Stanek moves deftly between local projects (sometimes illustrated in as simple terms as a scrapped building plan or a local newspaper story) and the macro-implications of Cold War-era development policies, a fact that makes Architecture in Global Socialism a truly compelling study. To an audience unfamiliar with NAM and COMECON policies and prerogatives, some economic and political background reading may be prudent, particularly as Stanek resists comparative studies with Western actors. The specificity with which the author develops his arguments hint at other blindspots in contemporary architectural scholarship: socialist engagements in many other “global” locations are mentioned, such as Romanian Cezar Lăzărescu’s high-profile design for the Parliament of Khartoum in Sudan, (p. 231), or the Hungarin firm Közti’s hospital and stadium designs in Algeria and Syria. (p. 265) The cities studied here are seemingly sporadic nodes in what amounts to the immense presence of Eastern European design professionals during the Cold War. By singling out Accra, Lagos, Baghdad, Abu Dhabi, and Kuwait City as case studies, that expanse becomes all the more apparent. Stanek’s focus on the meta-conditions of socialist architecture similarly offers a rare reappraisal of the Cold War global economy. The cities studied are presented as intersections of socialist and capitalist interests, and the role of design professionals operating overseas provides glimpses into the individual actors within a vast geopolitical system.
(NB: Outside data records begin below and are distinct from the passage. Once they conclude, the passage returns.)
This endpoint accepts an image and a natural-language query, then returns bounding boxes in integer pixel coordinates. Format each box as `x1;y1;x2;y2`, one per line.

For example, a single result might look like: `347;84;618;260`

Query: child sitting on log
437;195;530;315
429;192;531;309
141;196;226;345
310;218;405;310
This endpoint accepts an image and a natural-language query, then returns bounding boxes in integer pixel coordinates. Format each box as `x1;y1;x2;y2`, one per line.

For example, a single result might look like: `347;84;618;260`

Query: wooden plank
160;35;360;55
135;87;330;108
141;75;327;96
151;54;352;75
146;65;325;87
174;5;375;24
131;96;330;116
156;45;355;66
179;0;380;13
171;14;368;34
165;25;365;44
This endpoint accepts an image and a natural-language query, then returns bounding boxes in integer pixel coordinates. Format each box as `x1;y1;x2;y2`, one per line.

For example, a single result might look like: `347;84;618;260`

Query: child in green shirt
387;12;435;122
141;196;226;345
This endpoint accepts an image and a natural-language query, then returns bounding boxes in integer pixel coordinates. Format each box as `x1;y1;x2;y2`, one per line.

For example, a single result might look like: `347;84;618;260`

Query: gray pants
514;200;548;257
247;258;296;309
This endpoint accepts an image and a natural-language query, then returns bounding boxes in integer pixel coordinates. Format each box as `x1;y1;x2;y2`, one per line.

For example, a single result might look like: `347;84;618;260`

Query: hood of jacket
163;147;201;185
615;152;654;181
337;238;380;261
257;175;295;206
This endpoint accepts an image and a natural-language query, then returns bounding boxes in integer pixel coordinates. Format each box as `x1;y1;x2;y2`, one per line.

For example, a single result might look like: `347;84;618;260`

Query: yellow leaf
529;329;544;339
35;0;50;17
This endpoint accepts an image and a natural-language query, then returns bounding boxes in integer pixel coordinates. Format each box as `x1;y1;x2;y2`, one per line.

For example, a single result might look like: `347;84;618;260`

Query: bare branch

While early Soviet projects in Ghana emphasized socialism as a holistic development model, by the 1980s, designers in the Gulf benefited individually from exposure to a global market. In defining such practices as “worldmaking,” Architecture in Global Socialism posits that Eastern European engagements in West Africa and the Middle East complicate previous conceptions of architecture in an increasingly globalized world, and gesture toward the expansive potential of its microhistories.